Coffee beans were on my shopping list. We switched back to buying beans when I brought our coffee grinder out of storage. I need to stay alert for the season.
As I studied all the coffee types in a supermarket aisle, the choices nearly overwhelmed me: light, medium, dark roast, whole beans, various grinds, caffeinated, decaffeinated, multiple flavors, pre-bagged or fill-your-own bag. You get the picture.
“We have lots of choices,” I commented to a fellow shopper who was staring at the same array of packages. I was surprised she didn’t answer, “Well, duh.”
“Too many,” she replied. “This is a gift for my son who has a French-press coffeemaker. I just buy the cheap stuff for myself.”
I decided on a package of medium roast beans with no added flavor, tossed it in my cart and called it good. The other shopper still may be at the store.
Coffee is big business and Americans are dedicated consumers. Americans collectively spend $40 billion annually on coffee according to 2013 statistics from Food Industry News.
Chances are, if this column caught your attention, you are among the coffee drinkers. You even may be sipping coffee. Let’s take a look at the effects, positive or negative, that drinking coffee has on health.
Through the years, coffee has had some negative publicity. For example, coffee was linked to increasing blood cholesterol levels in one study. When other experts reviewed the study, they noted the coffee was boiled, which changes its composition, and the participants in the study drank twice the average amount.
The good news is that moderate consumption of coffee, two or three cups daily, does not negatively affect most people’s health. In fact, many research studies have shown coffee has positive effects.
Many of us drink coffee to “wake us up” in the morning and during the midafternoon slump. Being “mentally alert” is a good thing, but too much caffeine can leave you jittery. If you decide to cut back, remember to wean yourself slowly to avoid potential headaches.
Coffee is rich in protective antioxidants, with at least one study showing it to be higher in anti-oxidants than green tea and other types of tea. A Harvard study examined the role of coffee and development of Type II diabetes and found that drinking coffee seemed to have a protective effect against the disease. But, before relying on coffee to lower diabetes risk, note that other issues, especially increasing weight, play a role in diabetes development.
Next time you run a marathon, keep this in mind, too: A little caffeine before an event can boost an athlete’s performance. Some research, although controversial, has shown a slight protective effect of a few daily cups of caffeinated coffee toward gallstones and Parkinson’s disease.
Who should forgo coffee or trim back consumption to minimal levels?
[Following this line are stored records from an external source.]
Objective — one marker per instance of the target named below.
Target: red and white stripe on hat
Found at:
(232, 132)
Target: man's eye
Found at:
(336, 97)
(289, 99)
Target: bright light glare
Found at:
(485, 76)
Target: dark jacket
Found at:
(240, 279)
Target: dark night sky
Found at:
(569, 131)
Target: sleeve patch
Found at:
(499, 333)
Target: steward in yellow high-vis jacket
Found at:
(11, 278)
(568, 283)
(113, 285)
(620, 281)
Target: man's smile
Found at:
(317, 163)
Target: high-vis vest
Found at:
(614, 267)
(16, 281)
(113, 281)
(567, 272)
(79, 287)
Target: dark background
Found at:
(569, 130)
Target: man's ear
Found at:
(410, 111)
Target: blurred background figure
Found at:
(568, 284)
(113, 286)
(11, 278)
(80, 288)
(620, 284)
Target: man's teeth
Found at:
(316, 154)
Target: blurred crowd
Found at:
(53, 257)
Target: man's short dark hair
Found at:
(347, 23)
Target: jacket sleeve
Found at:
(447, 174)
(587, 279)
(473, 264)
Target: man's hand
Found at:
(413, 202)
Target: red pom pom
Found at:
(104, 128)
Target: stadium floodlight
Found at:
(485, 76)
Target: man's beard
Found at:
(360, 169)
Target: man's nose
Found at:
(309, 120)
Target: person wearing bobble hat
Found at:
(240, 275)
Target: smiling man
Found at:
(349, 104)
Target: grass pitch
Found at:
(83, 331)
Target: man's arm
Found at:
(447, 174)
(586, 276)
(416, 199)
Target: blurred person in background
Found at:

If your doctor says “no coffee,” abide by that rule. If you suffer from heartburn, you may want to curb your caffeine intake. Drinking coffee can stimulate the painful burning sensation of heartburn.
If you’re drinking coffee instead of milk, you may be putting your bones at risk. Aim for at least three servings of calcium-rich foods daily and do weight-bearing exercise for strong bones.
Women who are pregnant or breastfeeding are advised to minimize, or better yet, eliminate caffeine consumption. This is an issue best discussed with a medical care provider.
Overall, moderation is the best advice when it comes to coffee. Would you like to try a cappuccino but don’t have a machine? Try out this inexpensive alternative adapted from a recipe from www.foodandhealth.com.
1 1/4 c. hot coffee of choice
1/4 c. skim milk
Sweetened cocoa powder
Place skim milk in glass jar and tightly apply lid. Shake until froth forms. Pour coffee in large mug and top with frothy milk. Sprinkle with cocoa powder and cinnamon.
The recipe makes 1 serving with 27 calories, no fat and 75 milligrams of calcium.